Hi!
This may be a basic question, but I have performed a variant calling of SNPs and INDELs to several patients. Now, I want to study mutated genes in the whole cohort, so I obtained a table in which I have each mutated gene on the cohort and the number of samples in which it is mutated:
Gene nbsamples
TP53 3
KRAS 5
. .
. .
. .
Now I want to permorm an analysis of pathways enrichment, but I would like to take into account, not just the mutated genes, but also its mutation frequency in the population, in order to get a better statistical power.
Do you know how can I do this?
Thanks! But I don't have expression data for these genes. I just extracted mutated genes from the vcf of my cohort and generate a table with the information shown.
No, you do not need expression data. The required input is only a list of genes and background of analyzed genes. And then the parameter for which each gene may be biased. The package then performs enrichment tests to see if there are pathways overrepresented in your list of genes, while taking into account that some of your genes may appear more than expected by chance because of the bias parameter (the analysis is like the typical gene ontology enrichment)
Okay, but I don't understand really well what should I include as background, because actually the variant calling was performed after a whole genome sequencing, so I suppose my background would be all human genes. Moreover, the bias parameter shouldn't be the number of samples in which each gene is mutated; I think I could use gene size as bias, if I am understanding well. What I want is that the program takes into account that, if a gene appears in more samples, it whould weight more than a gene that just appears in one.
OK, now I understood your goal. I'm not sure that this is addressed in general in the different types of pathway enrichment analyses: there are gene enrichment approaches where you can input a list of ranked genes, and this usually is a fold-change, p-value... For example GOrilla is a common web tool which suggests to use expression levels to pre-rank genes.

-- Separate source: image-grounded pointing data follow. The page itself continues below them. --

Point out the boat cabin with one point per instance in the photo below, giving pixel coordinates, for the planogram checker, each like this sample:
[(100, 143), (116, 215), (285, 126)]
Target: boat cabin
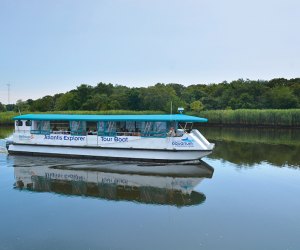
[(105, 125)]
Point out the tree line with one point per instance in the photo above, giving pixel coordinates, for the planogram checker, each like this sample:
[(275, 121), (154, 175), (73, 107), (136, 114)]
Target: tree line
[(277, 93)]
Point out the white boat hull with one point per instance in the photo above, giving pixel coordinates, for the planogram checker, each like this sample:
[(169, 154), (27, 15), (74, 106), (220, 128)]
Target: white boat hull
[(116, 153)]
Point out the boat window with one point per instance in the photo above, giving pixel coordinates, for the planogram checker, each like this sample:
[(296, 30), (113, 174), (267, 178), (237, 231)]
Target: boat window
[(78, 127), (41, 127), (60, 127), (19, 123), (91, 128), (101, 128), (110, 128), (154, 129)]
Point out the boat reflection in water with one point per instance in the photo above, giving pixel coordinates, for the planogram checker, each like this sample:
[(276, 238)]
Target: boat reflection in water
[(162, 184)]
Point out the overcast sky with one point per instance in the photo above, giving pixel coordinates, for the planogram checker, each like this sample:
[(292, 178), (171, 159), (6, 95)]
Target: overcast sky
[(49, 47)]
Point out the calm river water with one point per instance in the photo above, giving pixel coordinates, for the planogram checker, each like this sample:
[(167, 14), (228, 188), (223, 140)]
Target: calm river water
[(243, 196)]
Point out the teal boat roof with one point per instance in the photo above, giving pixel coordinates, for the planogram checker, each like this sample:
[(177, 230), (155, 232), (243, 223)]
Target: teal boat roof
[(68, 117)]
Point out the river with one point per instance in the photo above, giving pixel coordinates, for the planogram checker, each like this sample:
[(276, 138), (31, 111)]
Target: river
[(245, 195)]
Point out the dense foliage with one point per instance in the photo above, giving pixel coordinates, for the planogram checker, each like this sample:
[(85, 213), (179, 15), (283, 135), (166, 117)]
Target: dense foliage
[(278, 93)]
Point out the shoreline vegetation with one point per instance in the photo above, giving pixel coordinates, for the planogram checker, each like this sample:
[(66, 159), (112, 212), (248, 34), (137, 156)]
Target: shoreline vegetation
[(281, 118)]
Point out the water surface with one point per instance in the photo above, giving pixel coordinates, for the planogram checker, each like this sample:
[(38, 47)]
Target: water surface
[(245, 196)]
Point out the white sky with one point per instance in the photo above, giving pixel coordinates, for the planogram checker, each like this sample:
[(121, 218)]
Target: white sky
[(48, 47)]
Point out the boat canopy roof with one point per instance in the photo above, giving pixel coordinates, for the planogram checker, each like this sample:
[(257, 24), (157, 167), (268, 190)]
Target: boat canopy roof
[(68, 117)]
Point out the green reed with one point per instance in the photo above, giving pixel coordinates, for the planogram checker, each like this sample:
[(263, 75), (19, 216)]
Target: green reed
[(254, 117)]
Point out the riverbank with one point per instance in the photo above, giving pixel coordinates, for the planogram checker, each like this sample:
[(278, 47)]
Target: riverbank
[(289, 118)]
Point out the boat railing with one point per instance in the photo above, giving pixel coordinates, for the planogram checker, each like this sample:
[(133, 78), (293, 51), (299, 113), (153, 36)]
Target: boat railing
[(40, 132)]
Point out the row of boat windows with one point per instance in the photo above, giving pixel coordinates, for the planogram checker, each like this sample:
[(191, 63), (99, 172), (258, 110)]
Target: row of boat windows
[(100, 128)]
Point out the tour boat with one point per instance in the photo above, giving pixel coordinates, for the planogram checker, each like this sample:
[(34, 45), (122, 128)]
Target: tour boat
[(136, 137)]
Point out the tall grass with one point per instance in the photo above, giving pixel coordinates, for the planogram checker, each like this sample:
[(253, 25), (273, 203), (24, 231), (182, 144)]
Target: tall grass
[(6, 117), (253, 117)]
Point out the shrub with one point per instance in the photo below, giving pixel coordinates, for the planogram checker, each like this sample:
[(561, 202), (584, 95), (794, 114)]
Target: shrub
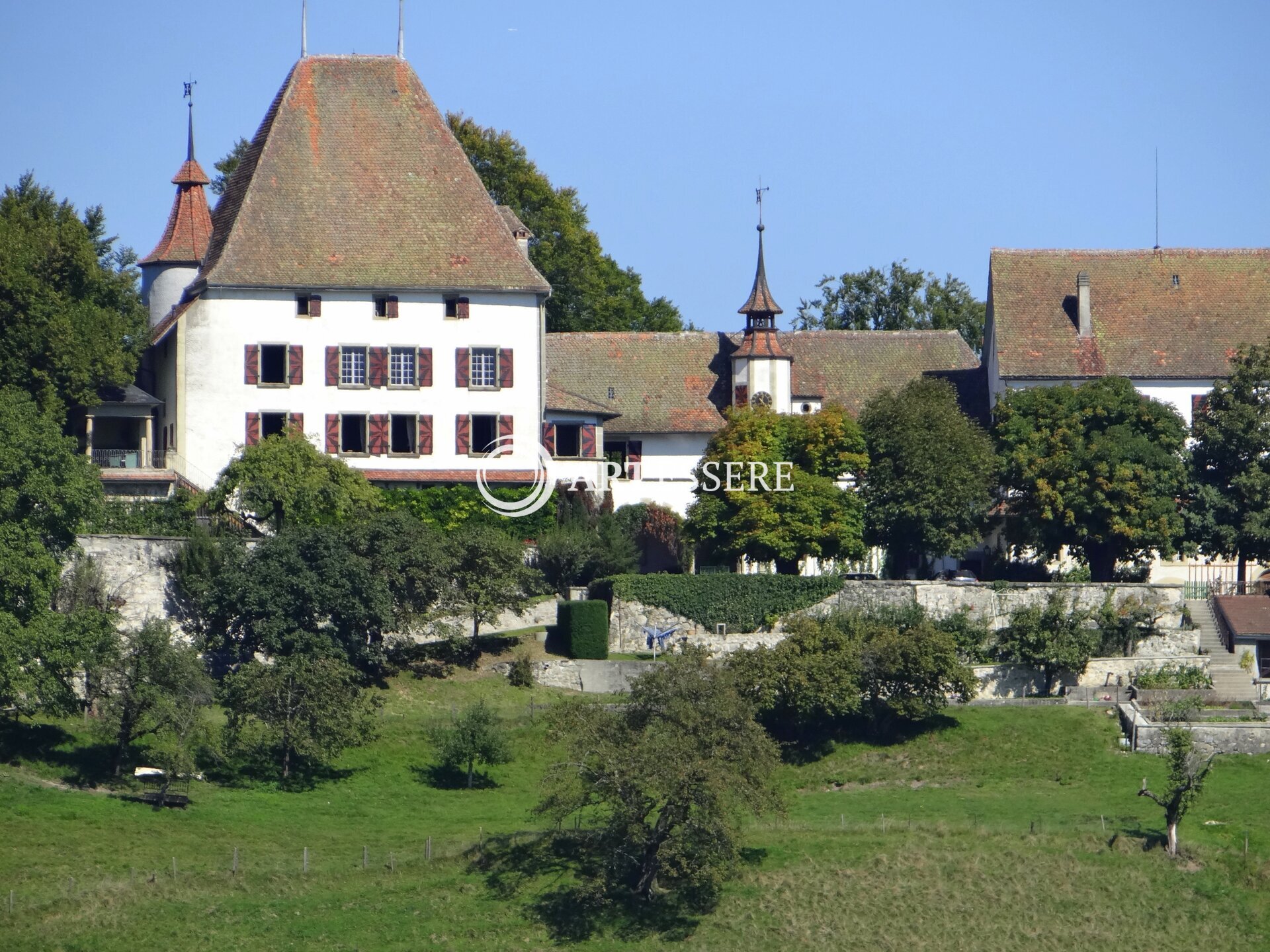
[(585, 626), (741, 602)]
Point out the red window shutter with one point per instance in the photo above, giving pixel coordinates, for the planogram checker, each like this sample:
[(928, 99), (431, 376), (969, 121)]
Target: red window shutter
[(462, 434), (425, 366), (332, 433), (252, 364), (462, 366), (426, 434), (505, 367), (295, 365), (378, 366), (378, 438), (333, 367)]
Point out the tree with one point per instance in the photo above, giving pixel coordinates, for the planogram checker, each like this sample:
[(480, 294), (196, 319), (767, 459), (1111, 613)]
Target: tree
[(488, 575), (813, 518), (1228, 499), (71, 320), (900, 300), (665, 779), (285, 481), (46, 491), (226, 165), (474, 739), (300, 709), (1188, 770), (149, 684), (1056, 639), (589, 291), (931, 474), (1097, 469)]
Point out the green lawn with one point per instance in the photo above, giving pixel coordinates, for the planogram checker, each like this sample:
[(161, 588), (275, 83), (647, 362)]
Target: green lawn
[(994, 840)]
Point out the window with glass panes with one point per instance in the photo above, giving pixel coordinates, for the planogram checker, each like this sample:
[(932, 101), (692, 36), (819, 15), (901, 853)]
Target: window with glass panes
[(402, 367), (352, 366), (484, 367)]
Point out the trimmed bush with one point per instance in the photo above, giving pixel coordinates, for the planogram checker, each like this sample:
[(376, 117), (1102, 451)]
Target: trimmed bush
[(741, 602), (585, 629)]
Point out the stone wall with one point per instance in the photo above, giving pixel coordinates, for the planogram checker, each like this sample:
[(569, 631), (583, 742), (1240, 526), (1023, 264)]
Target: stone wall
[(135, 573)]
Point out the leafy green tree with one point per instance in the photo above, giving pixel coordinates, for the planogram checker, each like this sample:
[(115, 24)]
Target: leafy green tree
[(48, 489), (71, 319), (665, 778), (1188, 770), (588, 288), (1228, 500), (931, 474), (302, 710), (226, 165), (149, 684), (813, 518), (1054, 639), (476, 738), (489, 575), (900, 300), (1097, 469), (285, 481)]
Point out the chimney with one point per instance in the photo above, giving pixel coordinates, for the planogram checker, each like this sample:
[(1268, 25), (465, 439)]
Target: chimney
[(1085, 323)]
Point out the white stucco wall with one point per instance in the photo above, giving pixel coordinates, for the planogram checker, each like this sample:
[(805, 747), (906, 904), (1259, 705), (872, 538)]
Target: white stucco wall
[(212, 400)]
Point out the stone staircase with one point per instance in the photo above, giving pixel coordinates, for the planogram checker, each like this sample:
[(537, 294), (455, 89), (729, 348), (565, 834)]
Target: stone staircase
[(1230, 681)]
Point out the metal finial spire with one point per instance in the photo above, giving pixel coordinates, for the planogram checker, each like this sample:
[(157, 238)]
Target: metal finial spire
[(190, 95)]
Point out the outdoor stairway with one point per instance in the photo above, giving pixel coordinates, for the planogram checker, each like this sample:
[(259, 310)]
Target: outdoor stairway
[(1230, 681)]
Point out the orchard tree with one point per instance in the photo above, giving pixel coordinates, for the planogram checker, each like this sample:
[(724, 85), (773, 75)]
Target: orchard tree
[(1228, 500), (1097, 469), (302, 711), (808, 516), (931, 474), (897, 300), (1188, 770), (476, 738), (284, 480), (71, 320), (665, 779)]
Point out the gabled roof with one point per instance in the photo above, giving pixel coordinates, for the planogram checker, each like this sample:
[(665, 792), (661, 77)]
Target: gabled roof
[(1144, 327), (683, 382), (355, 180)]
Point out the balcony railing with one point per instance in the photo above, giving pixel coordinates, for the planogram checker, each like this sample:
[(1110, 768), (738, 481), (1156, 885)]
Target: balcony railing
[(130, 460)]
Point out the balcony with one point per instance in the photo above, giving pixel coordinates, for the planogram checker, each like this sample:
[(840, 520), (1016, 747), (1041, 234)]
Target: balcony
[(130, 459)]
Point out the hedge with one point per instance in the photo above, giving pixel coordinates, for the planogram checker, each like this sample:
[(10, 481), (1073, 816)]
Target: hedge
[(741, 602), (585, 627)]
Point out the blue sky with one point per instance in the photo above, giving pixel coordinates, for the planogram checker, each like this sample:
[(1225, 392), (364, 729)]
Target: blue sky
[(929, 131)]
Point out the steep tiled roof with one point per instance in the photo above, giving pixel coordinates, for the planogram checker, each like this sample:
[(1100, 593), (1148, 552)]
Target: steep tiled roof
[(353, 179), (190, 222), (681, 382), (1143, 324)]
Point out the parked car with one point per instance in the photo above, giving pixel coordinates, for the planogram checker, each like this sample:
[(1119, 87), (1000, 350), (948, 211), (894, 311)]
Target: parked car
[(955, 576)]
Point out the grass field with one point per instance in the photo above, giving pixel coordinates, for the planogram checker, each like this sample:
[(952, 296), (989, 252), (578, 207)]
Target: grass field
[(994, 840)]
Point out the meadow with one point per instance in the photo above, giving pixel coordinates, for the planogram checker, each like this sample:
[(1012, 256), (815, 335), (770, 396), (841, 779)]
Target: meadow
[(995, 826)]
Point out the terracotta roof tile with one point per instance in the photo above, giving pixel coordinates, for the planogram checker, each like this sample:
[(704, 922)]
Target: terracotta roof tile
[(1143, 324), (353, 179)]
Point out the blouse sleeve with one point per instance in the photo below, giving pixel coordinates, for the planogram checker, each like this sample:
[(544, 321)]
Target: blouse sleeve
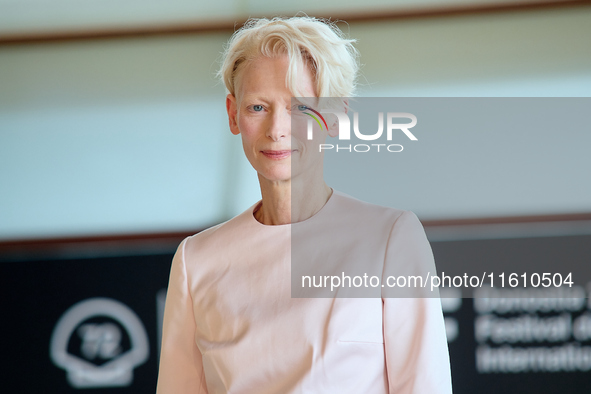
[(181, 364), (417, 358)]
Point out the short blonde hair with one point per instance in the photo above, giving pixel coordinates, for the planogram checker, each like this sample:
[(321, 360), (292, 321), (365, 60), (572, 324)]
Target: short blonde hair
[(306, 40)]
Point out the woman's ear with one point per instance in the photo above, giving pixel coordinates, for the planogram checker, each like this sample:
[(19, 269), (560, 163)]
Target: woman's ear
[(232, 109)]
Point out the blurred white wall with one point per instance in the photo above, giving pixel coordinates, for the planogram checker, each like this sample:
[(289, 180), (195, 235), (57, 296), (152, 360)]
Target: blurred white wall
[(130, 135)]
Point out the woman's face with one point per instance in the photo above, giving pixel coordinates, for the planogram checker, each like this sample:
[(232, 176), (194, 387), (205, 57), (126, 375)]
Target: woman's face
[(262, 112)]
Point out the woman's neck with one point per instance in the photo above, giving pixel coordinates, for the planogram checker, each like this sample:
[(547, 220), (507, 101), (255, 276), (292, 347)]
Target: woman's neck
[(291, 201)]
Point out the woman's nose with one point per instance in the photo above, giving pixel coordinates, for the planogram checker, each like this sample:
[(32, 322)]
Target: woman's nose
[(280, 125)]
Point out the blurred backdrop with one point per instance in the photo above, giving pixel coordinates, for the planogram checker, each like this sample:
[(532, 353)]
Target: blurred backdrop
[(114, 145)]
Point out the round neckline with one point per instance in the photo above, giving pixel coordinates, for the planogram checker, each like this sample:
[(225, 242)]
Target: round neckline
[(256, 206)]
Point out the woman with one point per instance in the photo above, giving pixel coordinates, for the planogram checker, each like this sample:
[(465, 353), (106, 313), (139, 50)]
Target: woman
[(230, 322)]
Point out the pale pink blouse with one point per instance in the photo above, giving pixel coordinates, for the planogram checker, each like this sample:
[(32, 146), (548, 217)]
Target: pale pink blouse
[(231, 326)]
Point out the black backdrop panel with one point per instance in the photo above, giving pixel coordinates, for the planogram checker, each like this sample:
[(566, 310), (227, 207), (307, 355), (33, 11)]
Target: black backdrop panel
[(38, 293)]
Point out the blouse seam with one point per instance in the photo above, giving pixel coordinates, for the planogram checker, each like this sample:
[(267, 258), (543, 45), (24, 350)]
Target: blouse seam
[(388, 244), (192, 311)]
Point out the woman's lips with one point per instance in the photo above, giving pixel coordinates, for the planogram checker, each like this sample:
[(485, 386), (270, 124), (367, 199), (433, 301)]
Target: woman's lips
[(277, 154)]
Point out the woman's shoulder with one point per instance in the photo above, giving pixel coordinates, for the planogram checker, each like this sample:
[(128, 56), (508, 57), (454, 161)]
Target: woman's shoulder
[(361, 210), (221, 236)]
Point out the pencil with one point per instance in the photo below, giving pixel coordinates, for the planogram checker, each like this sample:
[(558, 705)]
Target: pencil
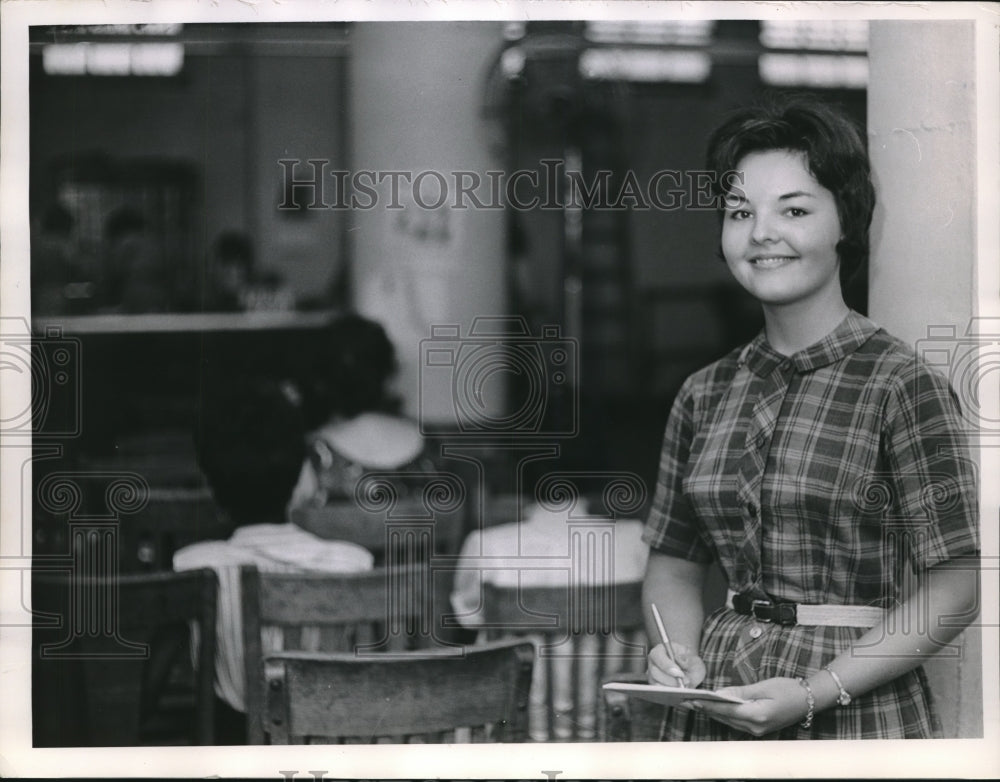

Maybe you could use your "number of samples per gene" as a ranking method. However I think it would be better to know more details into how you obtained list of genes (do they have associated p-values, etc., because parameters like this would be important), so personally I cannot suggest any approach
Thank you!
What I did was to transform the vcf from each sample (annotated with VEP) to a dataframe with VariantAnnotation. Then I filtered variants so I got just those deleterious variants (classified by SIFT and Polyphen), and then I concatenated the dataframes of all samples. Finally a extracted the genes affected by those variants and counted the number of samples in which each gene was mutated, which is the table I show.